Sore Perineum: This can be alleviated with rest, plenty of water and good food, vitamin C, ice packs and sitz baths 2-3 times a day. By the end of the first week this should be significantly better or completely gone.

Burning with Urination: Small lacerations and tears can cause burning when you urinate. It is helpful to have a peri-bottle that you can use to squirt warm water on those areas to keep urine off of those spots. You can make a tea from your sitz bath herbs and use in your peri-bottle too! Constipation: You may not feel like pooping in the first few days after having your baby. Stay hydrated, eat foods with fiber, and drink a little prune juice to help keep your bowels moving and know it is normal to feel a little nervous about your first bowel movement after birth. You will be just fine. You can do counter-pressure on your perineum with a gauze pad when you are having a bowel movement to help alleviate any pressure you may feel.

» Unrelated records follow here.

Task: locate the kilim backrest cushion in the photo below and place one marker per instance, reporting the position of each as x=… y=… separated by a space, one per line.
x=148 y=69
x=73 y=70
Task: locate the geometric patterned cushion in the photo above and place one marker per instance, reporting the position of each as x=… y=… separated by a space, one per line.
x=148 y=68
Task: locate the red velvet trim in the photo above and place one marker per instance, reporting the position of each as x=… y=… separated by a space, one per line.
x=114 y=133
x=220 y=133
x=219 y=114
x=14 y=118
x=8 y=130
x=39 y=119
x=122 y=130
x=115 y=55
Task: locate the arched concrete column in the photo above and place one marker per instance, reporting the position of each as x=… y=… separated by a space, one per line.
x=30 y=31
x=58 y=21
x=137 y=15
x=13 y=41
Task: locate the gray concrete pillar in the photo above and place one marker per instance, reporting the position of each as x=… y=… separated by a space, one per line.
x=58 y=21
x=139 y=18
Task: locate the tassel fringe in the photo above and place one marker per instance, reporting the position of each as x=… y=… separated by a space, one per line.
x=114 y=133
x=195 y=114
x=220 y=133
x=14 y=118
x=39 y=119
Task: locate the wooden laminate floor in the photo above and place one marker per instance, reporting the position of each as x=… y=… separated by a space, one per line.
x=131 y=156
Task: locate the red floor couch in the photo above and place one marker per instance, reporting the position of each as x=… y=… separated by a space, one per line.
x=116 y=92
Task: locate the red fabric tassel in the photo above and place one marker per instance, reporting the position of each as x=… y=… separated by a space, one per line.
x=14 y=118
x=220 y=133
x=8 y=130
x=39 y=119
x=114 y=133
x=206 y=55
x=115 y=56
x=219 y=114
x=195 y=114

Hemorrhoids: Ice packs, sitz baths, witch hazel, raw potato compresses, and warm water compresses can help alleviate the pain of hemorrhoids. Increase your fiber and drink some prune juice so you are not straining to have a bowel movement and irritating your hemorrhoids. These usually clear up within a few weeks of birth.

Baby Blues: Your hormones are in fluctuation during this time. It is completely normal to feel tearful when your milk comes in. Let yourself cry and surround yourself with friends and family that will be supportive and always willing to listen to your feelings. This time of tears does not last forever and usually is gone around the first week. You may also experience “milk brain” where you are a little more fuzzy mentally--this is normal.

General Aches and Pains: You just used every muscle in your body during labor and birth. Rest and be kind to yourself. Don’t rush into your usual schedule and routine--the more you rest in the first two weeks, the better you will recover and feel later on in the postpartum time. Baths, cool compresses, massage, vitamin C, Tiger Balm and echinacea will help relieve sore muscles and backpain.